Two 20.0g ice cubes at -10.0 C are placed into 275g of water at 25.0 C. Assuming no energy is transferred to or from the surroundings, calculate the final temperature of the water after all the ice melts.
heat to melt ice cube 1 + heat t melt ice cube 2 + heat to raise T ice melted ice cubes from zero to final T + heat lost by 275 g H2O = 0.
heat to melt ice cube 1 = mass x heat fusion.
heat t melt ice cube 2 = mass x heat fusion.
heat to raise water from 20 g ice cubes from zero to final T = mass x specific heat x (Tfinal-Tintial)
heat lost by 275 g water = mass water x specific heat water x (Tfinal-Tintial) = zero. Solve for Tfinal. I something a little less than 20 C.
To solve this problem, we need to apply the principle of conservation of energy. The heat lost by the water when it cools down must be equal to the heat gained by the ice when it melts, as there is no transfer of energy to or from the surroundings.
Let's break down the problem into two stages:
Stage 1: The ice cubes are heated to reach the melting point (0°C).
Stage 2: The ice melts to water, and the water reaches a final temperature.

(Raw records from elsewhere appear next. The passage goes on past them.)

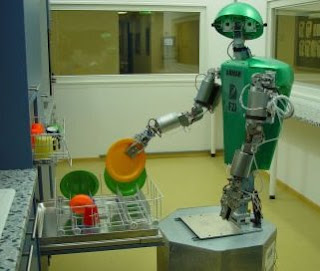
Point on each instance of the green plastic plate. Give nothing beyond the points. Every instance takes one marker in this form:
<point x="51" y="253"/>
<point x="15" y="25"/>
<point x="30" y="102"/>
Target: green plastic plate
<point x="126" y="189"/>
<point x="79" y="182"/>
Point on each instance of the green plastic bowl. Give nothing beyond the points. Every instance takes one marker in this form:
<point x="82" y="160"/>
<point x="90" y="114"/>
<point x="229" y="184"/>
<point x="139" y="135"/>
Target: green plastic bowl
<point x="79" y="182"/>
<point x="126" y="189"/>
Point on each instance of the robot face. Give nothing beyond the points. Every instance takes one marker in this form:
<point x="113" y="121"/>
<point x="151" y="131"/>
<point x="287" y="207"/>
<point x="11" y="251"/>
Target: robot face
<point x="246" y="25"/>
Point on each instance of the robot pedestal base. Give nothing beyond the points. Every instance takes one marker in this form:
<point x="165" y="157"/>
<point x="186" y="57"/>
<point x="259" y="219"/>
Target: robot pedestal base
<point x="254" y="251"/>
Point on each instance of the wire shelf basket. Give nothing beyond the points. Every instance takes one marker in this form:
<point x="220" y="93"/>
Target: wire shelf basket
<point x="50" y="146"/>
<point x="111" y="213"/>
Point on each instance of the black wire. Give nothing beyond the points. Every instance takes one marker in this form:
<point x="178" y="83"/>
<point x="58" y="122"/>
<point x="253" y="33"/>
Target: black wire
<point x="228" y="50"/>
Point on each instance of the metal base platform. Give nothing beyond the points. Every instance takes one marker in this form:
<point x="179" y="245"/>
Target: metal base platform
<point x="211" y="225"/>
<point x="254" y="251"/>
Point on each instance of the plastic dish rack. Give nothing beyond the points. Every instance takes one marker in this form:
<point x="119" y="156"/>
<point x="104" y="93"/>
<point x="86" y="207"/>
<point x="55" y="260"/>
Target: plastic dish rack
<point x="50" y="147"/>
<point x="111" y="213"/>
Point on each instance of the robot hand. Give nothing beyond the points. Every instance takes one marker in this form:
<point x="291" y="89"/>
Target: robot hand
<point x="207" y="97"/>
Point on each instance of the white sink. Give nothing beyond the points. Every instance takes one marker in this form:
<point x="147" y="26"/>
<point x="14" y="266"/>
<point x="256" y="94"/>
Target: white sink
<point x="6" y="198"/>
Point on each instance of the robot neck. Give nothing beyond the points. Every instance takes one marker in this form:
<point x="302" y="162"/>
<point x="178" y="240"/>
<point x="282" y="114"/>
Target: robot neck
<point x="240" y="51"/>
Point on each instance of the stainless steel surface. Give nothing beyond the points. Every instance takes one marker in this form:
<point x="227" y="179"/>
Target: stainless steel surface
<point x="241" y="164"/>
<point x="168" y="122"/>
<point x="184" y="251"/>
<point x="257" y="101"/>
<point x="6" y="199"/>
<point x="30" y="258"/>
<point x="123" y="224"/>
<point x="211" y="225"/>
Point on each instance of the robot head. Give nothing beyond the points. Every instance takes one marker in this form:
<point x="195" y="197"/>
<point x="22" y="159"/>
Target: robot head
<point x="239" y="18"/>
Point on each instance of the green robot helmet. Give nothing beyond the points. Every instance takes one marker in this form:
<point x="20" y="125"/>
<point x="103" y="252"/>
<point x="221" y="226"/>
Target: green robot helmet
<point x="242" y="15"/>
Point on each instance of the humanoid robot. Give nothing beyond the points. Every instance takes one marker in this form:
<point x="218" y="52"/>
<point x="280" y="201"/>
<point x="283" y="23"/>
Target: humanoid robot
<point x="255" y="93"/>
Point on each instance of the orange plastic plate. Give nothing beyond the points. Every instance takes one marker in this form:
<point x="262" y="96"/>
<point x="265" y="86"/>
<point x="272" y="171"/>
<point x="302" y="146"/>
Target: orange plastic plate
<point x="122" y="167"/>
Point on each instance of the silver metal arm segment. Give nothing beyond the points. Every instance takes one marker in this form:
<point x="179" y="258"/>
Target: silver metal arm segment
<point x="262" y="108"/>
<point x="207" y="98"/>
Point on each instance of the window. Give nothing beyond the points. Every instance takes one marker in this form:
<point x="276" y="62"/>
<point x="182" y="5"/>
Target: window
<point x="298" y="40"/>
<point x="124" y="42"/>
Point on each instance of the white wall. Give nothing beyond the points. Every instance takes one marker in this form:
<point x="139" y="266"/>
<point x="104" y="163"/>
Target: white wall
<point x="299" y="158"/>
<point x="97" y="114"/>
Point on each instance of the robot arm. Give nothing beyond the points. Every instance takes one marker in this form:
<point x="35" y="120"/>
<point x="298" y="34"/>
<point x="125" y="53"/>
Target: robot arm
<point x="264" y="105"/>
<point x="207" y="98"/>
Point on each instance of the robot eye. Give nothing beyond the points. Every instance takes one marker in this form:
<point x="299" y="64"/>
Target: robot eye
<point x="250" y="26"/>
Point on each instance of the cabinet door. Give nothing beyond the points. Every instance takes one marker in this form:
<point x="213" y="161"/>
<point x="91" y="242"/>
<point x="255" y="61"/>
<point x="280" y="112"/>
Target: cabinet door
<point x="44" y="43"/>
<point x="33" y="41"/>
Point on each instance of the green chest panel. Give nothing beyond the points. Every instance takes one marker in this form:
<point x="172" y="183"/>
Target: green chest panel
<point x="235" y="75"/>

Stage 1: To heat the ice cubes from -10°C to 0°C, we can use the specific heat capacity formula:
Q = mcΔT
Where:
Q = Heat transferred (in joules)
m = Mass of the ice cubes
c = Specific heat capacity of ice (2.093 J/g°C)
ΔT = Change in temperature
Using the given values:
m = 20.0g (mass of each ice cube)
c = 2.093 J/g°C
ΔT = (0°C) - (-10°C) = 10°C
Q1 = (20.0g)(2.093 J/g°C)(10°C) = 418.6 J (joules)

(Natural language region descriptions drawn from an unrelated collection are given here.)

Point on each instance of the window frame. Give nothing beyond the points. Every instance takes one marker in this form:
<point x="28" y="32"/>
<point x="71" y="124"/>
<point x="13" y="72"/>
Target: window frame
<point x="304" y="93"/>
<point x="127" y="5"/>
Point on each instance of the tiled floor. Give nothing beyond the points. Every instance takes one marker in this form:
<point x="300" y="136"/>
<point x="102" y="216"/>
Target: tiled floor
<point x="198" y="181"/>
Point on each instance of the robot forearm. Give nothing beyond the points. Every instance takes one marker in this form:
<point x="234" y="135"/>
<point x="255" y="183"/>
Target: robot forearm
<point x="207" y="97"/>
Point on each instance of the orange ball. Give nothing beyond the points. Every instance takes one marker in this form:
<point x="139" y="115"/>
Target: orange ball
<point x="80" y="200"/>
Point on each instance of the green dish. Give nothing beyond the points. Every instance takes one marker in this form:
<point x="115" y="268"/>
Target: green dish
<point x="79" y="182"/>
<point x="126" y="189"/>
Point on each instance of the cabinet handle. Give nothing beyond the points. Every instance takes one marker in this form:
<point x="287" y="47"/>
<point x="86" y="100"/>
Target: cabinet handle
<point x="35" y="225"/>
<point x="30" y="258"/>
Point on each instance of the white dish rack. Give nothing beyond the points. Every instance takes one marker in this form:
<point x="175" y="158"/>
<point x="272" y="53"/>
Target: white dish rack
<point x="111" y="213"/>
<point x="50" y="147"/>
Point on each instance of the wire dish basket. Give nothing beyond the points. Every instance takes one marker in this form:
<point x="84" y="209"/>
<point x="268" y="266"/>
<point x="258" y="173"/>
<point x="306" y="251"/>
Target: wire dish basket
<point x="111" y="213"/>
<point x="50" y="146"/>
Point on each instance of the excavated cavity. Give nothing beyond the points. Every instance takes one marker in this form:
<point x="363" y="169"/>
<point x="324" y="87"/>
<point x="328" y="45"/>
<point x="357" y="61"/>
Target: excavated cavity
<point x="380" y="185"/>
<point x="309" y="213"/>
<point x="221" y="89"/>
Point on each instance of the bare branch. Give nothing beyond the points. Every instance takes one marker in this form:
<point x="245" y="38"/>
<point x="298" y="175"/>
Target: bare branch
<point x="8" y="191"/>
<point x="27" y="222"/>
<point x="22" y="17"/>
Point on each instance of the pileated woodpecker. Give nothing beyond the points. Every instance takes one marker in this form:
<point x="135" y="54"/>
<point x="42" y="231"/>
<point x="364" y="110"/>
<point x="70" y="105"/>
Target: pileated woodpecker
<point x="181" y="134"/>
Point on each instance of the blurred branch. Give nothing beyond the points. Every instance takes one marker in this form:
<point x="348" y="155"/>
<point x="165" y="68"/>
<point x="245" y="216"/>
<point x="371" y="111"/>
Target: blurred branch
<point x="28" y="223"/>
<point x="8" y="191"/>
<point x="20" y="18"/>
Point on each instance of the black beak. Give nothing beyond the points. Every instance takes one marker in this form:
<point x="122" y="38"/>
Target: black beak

Stage 2: Now that the ice has reached the melting point, the heat gained by the ice to melt it should be equal to the heat lost by the water as it cools down from 25°C to the final temperature.

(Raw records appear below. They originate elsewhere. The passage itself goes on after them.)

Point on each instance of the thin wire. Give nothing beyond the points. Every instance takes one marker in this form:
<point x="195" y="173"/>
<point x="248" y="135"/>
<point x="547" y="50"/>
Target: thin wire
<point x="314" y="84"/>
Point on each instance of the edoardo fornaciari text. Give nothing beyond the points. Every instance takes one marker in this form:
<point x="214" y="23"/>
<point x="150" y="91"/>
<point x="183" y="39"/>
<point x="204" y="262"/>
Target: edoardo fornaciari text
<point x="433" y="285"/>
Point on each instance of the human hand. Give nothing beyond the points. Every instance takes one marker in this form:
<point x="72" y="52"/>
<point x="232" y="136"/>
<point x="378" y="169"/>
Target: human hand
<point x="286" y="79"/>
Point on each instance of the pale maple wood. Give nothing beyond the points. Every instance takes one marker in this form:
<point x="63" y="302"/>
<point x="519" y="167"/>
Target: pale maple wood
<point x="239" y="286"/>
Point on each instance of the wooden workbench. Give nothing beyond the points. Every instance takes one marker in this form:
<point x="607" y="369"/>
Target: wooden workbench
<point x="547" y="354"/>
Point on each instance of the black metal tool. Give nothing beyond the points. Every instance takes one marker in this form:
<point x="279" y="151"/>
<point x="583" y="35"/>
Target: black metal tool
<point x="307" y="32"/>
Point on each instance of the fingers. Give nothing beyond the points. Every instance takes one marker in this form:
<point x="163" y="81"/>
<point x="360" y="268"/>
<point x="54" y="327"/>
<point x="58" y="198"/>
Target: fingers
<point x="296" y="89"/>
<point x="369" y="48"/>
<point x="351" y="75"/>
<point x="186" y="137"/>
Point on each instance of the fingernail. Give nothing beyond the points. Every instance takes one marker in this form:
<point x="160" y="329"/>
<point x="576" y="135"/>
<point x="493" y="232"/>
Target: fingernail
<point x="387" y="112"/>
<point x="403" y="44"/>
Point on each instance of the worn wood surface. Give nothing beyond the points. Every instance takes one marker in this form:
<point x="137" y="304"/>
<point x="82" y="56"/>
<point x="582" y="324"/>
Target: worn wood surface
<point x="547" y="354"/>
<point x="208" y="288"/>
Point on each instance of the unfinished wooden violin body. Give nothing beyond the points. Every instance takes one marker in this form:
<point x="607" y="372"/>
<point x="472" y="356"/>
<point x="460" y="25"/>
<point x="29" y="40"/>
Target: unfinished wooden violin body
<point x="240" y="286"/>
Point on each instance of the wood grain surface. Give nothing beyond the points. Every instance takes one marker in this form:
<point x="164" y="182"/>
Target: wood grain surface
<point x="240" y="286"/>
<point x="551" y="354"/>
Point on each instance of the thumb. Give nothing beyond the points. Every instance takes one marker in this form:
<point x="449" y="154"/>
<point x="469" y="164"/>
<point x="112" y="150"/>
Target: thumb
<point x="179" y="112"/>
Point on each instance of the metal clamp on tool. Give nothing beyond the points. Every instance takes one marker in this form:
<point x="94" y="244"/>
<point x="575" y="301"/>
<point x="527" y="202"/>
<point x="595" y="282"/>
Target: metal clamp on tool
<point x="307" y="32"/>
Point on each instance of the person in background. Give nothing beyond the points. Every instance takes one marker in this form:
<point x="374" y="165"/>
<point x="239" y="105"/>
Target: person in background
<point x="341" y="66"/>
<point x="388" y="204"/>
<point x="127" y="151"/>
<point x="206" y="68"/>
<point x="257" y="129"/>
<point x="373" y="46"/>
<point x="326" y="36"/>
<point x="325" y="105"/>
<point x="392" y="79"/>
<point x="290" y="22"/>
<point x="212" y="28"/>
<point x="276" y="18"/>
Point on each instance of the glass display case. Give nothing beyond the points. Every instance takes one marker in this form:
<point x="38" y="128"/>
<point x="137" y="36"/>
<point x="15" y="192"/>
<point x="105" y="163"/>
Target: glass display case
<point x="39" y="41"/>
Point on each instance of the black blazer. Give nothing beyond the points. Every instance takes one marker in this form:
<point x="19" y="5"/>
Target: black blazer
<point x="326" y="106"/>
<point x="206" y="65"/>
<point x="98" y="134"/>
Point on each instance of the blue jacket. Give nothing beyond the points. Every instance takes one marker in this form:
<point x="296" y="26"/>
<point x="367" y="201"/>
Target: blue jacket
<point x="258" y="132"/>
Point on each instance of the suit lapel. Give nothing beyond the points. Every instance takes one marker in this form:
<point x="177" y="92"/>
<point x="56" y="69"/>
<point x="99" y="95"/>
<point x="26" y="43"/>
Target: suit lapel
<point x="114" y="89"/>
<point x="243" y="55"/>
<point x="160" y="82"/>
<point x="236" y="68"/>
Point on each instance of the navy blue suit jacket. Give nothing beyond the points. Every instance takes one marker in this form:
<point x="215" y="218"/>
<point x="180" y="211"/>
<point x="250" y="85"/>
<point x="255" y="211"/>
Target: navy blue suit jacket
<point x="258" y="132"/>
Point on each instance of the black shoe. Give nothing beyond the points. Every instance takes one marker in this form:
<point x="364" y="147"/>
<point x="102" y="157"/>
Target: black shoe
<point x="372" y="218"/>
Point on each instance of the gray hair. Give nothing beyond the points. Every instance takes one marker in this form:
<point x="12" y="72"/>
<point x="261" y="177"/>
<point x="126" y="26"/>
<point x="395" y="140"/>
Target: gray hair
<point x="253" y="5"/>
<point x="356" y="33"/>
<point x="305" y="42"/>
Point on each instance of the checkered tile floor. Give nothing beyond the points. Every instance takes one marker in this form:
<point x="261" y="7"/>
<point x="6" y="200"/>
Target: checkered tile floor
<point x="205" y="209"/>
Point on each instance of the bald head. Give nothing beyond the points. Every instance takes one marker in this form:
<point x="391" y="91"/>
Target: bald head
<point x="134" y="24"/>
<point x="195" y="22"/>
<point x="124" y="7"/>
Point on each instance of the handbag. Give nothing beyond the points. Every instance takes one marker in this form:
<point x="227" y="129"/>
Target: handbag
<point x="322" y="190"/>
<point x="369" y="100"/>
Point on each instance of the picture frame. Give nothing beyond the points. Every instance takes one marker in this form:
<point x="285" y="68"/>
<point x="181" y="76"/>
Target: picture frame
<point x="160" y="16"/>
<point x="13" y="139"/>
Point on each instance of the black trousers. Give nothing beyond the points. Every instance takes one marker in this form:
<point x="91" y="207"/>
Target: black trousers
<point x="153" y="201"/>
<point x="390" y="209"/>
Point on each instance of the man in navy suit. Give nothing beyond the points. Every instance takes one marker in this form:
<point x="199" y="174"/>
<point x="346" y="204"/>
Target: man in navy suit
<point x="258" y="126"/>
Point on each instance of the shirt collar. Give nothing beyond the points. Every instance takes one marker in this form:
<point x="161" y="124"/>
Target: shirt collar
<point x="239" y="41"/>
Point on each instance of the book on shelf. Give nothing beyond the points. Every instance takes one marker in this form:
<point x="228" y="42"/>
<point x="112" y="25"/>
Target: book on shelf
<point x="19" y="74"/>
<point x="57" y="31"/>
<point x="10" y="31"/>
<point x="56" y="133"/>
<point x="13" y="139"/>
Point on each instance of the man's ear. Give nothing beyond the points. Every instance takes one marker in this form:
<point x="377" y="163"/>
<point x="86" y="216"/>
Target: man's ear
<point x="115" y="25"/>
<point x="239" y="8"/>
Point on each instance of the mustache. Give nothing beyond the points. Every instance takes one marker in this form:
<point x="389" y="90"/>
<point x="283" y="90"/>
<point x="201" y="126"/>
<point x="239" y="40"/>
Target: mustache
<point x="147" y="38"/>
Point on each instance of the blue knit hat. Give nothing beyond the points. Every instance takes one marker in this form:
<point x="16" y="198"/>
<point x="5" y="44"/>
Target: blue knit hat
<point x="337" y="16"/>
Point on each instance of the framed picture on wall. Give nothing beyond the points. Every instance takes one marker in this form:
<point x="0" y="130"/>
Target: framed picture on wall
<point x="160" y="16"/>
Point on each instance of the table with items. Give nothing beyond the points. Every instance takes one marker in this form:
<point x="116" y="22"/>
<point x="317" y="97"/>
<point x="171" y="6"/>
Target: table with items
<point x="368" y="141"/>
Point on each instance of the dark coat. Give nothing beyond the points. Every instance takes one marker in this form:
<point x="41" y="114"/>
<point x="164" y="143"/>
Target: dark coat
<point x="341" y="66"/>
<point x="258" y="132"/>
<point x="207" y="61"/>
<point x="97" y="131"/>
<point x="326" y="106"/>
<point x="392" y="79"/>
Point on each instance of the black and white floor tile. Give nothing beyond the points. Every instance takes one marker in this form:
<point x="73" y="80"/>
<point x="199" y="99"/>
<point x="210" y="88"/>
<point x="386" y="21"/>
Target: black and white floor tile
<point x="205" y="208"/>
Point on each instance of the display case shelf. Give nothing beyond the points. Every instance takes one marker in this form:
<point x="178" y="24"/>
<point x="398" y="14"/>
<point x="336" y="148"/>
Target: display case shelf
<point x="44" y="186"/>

To calculate the final temperature, we can use the formula:
Q2 = mcΔT
Where:
Q2 = Heat transferred (in joules)
m = Mass of the water
c = Specific heat capacity of water (4.186 J/g°C)
ΔT = Change in temperature (final temperature - initial temperature)
Using the given values:
m = 275g (mass of water)
c = 4.186 J/g°C
ΔT = Tf - 25°C
Q2 = (275g)(4.186 J/g°C)(Tf - 25°C)
Since the heat lost in stage 2 is equal to the heat gained in stage 1, we can set up an equation:
Q1 = Q2
418.6 J = (275g)(4.186 J/g°C)(Tf - 25°C)
Now we can solve for the final temperature, Tf:
418.6 J = (275g)(4.186 J/g°C)(Tf - 25°C)
Divide both sides by (275g)(4.186 J/g°C):
418.6 J / (275g)(4.186 J/g°C) = (Tf - 25°C)
1.2207 = Tf - 25°C
Tf = 26.2207°C
Therefore, the final temperature of the water after all the ice melts would be approximately 26.2°C.